The Birth and Death of Monotheism

by Eric Rosenbloom
copyright 1997

Three young men are walking briskly down the road. Looks of relief mix with anxiety as they frequently glance behind them, nervously laughing. They step into a tavern. Over drinks they talk excitedly of their escape from tyrants, from their parents. The barman asks where they have come from, and despite their hatred and forgetting their freedom they proudly say who they are. But the tyrants are dead, responds the barman: I just received the good news. They were killed by a band of robbers. The three brothers look at each other, astonished. Then they are afraid that people will think that they were the robbers, seeing their money and fine clothes, and try to steal it from them. Everyone, however, ignores them. And as they drink more, they feel sorry for their parents' death: without them, they are nobody.

Suddenly, the oldest brother stands up clumsily, knocking the table and spilling the mugs as he stumbles. He shouts to the room, which by this time of night is quite empty: "I did it! I brought the robbers to our parents' house. I did it to free us from our prison. My brothers are innocent. They are free. But I will carry my father's name to remind me of my guilt. Everything I endeavor will be under his merciless eye. It was terrible to do, however glad it has made you. I leave you to your joy."

He ran out into the night, and nobody ever saw him again.

But they heard about him. He built a house in the marshes by the sea and grew very rich selling salt. He got married and had a big family. And he became just as evil as his parents were. His children grew up to be just like him.

Except one son, who was loving and gentle and hated his parents' business. His parents, nonetheless, loved him the most, and when they died they gave him everything. He tried to give it to his brothers and sisters, but they didn't want anything except to get away. They were glad they weren't stuck with the business, because they hated work.

But now his uncles were wondering why they shouldn't enjoy what their brother had made in their parents' name. The middle brother knew how much his brother loved his favorite son, and he didn't know that the young man would gladly give him some of the business. The middle brother snuck into the property one night, killed his nephew, and took over the salt works and his brother's house.

He too got married and raised a big family. He added onto the house to make it even grander. All of his children did just as he told them, because each of them wanted to inherit everything he had. He had so much money that he sometimes gave a little of it to the poor people who did his work for him.

To better allay his guilt, however, he came to love his dead nephew more than he did his own children. Every year, he mourned him as his own son. Every expansion of his business he dedicated to him. He came to believe that it was his brother who had brought about the murder, or even that the son had willingly offered himself -- to atone for the death of their parents when they ran away so long ago. He thought a little more each year that he didn't die at all and had simply gone to take over his grandparents' property.

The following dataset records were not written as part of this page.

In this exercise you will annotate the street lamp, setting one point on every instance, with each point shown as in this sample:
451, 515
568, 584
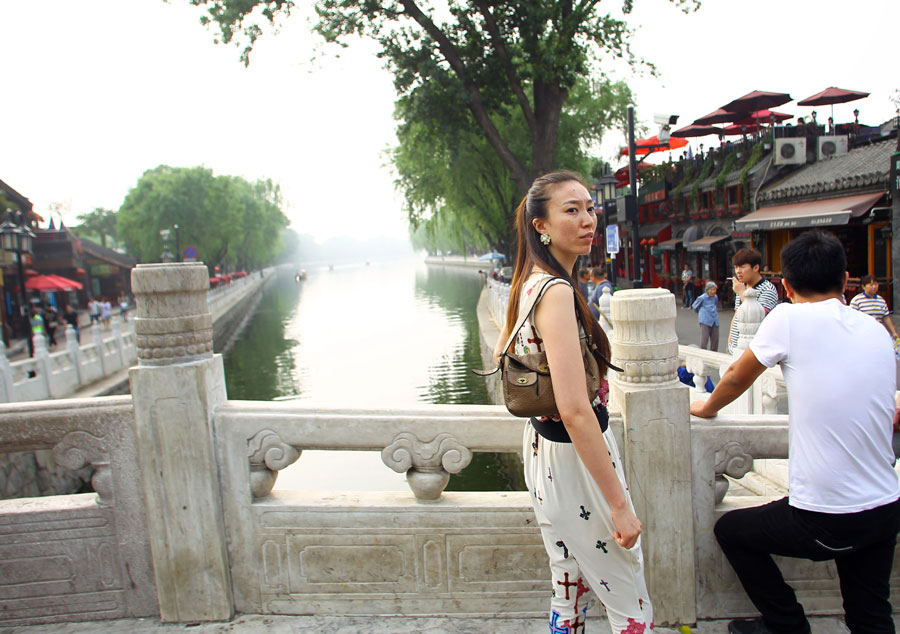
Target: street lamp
166, 255
16, 238
605, 189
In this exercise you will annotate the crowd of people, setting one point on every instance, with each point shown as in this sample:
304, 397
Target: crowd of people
844, 499
46, 319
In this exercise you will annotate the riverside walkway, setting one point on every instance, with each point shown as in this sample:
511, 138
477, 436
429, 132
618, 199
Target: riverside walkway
184, 531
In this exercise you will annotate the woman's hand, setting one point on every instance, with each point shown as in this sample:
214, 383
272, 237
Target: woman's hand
628, 527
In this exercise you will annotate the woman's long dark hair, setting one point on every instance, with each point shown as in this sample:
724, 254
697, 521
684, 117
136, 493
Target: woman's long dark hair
532, 251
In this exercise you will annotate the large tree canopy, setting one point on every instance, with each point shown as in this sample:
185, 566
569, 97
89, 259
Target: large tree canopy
526, 54
229, 220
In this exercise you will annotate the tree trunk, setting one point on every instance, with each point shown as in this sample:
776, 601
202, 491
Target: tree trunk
548, 102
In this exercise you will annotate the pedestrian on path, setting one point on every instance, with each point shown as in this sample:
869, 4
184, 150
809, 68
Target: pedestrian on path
873, 304
844, 501
94, 310
687, 285
572, 465
746, 264
707, 307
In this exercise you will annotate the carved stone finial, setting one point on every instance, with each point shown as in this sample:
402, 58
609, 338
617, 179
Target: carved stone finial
79, 449
732, 460
172, 324
749, 316
644, 342
428, 465
268, 455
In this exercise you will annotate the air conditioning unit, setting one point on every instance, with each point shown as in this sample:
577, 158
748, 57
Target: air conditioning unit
833, 146
790, 151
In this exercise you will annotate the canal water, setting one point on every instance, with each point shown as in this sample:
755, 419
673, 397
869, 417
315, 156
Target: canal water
384, 334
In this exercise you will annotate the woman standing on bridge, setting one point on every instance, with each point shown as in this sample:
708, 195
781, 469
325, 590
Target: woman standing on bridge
572, 465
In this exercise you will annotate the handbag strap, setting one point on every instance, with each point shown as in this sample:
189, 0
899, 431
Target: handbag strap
523, 315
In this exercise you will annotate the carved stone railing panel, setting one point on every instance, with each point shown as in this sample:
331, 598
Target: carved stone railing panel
75, 557
268, 455
428, 465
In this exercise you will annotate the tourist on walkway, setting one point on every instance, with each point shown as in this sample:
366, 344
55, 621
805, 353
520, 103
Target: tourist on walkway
707, 306
598, 278
105, 311
843, 501
873, 304
584, 277
746, 264
70, 316
572, 465
687, 286
94, 310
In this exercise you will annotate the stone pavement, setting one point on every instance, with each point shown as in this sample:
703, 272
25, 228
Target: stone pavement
269, 624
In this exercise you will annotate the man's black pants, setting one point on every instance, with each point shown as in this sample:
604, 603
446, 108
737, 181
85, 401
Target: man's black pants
861, 544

The youngest brother, hearing all this, grew to hate the middle brother. It was bad enough when the oldest took for himself alone their father's name and the advantage of his fearsome reputation. At least he also took away suspicion from the other two. But the guilt remains, he thought. Now the advantage belongs to the middle one, and to his murders and lies. What has he done to our family's name, to the memory of our parents? O, my father, my mother! None of us is worthy!

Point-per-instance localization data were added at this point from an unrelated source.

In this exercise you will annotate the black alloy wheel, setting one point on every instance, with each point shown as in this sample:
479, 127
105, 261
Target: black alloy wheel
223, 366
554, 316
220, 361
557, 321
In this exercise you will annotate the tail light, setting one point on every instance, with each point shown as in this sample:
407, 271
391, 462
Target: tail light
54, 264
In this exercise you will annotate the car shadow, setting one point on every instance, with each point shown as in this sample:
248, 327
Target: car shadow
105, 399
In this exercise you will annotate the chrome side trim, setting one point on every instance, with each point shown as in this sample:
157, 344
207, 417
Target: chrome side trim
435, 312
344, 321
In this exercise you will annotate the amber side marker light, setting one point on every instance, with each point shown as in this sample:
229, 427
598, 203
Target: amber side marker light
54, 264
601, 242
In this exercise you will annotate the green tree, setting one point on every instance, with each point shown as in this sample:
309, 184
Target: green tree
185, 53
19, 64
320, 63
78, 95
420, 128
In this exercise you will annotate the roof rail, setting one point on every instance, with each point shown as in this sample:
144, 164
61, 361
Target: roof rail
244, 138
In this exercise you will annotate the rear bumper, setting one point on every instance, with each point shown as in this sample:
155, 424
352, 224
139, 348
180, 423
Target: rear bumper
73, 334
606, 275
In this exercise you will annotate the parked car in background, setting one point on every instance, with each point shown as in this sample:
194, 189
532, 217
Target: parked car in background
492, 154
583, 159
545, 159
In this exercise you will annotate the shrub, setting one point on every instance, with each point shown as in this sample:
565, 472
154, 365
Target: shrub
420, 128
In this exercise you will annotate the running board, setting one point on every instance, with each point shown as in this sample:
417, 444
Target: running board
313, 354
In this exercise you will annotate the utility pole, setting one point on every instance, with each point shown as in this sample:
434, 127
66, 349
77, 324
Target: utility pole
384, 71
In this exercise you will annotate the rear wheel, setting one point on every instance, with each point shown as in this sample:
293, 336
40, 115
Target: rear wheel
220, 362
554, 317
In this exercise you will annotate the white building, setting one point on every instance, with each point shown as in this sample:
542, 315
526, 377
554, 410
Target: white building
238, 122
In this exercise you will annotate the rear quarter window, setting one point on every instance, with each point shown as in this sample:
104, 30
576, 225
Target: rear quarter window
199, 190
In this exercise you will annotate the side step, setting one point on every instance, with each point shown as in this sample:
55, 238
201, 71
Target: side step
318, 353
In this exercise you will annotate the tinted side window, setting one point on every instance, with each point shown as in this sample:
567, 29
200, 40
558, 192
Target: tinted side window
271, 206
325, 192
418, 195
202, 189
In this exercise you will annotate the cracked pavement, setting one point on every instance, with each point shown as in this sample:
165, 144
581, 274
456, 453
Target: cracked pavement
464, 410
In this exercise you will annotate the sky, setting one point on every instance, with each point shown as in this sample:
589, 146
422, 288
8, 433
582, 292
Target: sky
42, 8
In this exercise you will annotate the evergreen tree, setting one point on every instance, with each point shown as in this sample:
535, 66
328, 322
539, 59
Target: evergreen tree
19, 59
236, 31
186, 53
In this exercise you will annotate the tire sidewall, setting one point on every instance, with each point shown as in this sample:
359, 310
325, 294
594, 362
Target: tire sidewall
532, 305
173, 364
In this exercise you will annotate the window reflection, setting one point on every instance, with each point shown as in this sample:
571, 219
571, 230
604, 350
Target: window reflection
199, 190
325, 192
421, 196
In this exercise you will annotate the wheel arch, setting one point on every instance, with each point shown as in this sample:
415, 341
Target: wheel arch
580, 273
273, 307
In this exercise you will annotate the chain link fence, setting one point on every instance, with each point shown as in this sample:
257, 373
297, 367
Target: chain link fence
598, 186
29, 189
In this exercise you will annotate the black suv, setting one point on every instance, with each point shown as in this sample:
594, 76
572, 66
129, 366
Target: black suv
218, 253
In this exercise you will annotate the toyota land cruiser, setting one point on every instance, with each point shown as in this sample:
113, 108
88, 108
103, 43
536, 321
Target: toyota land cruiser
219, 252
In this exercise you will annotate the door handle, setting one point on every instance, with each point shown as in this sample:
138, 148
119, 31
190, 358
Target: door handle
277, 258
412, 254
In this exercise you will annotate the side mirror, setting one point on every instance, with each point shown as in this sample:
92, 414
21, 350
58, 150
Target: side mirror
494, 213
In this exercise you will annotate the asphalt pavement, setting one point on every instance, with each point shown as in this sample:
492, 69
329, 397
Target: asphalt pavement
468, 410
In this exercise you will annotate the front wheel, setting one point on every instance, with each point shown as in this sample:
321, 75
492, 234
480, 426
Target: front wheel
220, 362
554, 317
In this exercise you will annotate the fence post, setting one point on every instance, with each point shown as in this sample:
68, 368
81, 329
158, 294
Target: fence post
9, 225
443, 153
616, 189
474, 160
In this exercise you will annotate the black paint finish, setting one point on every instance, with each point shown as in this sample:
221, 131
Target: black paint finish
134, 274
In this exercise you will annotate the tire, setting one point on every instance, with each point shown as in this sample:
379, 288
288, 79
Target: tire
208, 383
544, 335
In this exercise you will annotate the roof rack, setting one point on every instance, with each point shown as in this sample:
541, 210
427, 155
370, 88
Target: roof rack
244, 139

Despite his revulsion, the youngest brother was driven by the sufferings of poverty to ask his older brother for help. His older brother offers him a place if he will agree that their brother's favorite son, their beloved nephew, gave up his life to free them from their guilt. "You must believe!" the middle brother cries, trying to convince himself.

The youngest brother spits in disgust: "Evil is one thing, but delusion too -- it is all too sad. I have nothing, and you have less. Mother, father forgive me!" And he lunges at his brother with a dagger he has kept hidden in his sleeve, thrusting the blade deep into his heart. He removes it and turns it on himself, muttering miserably as he expires: "We are free."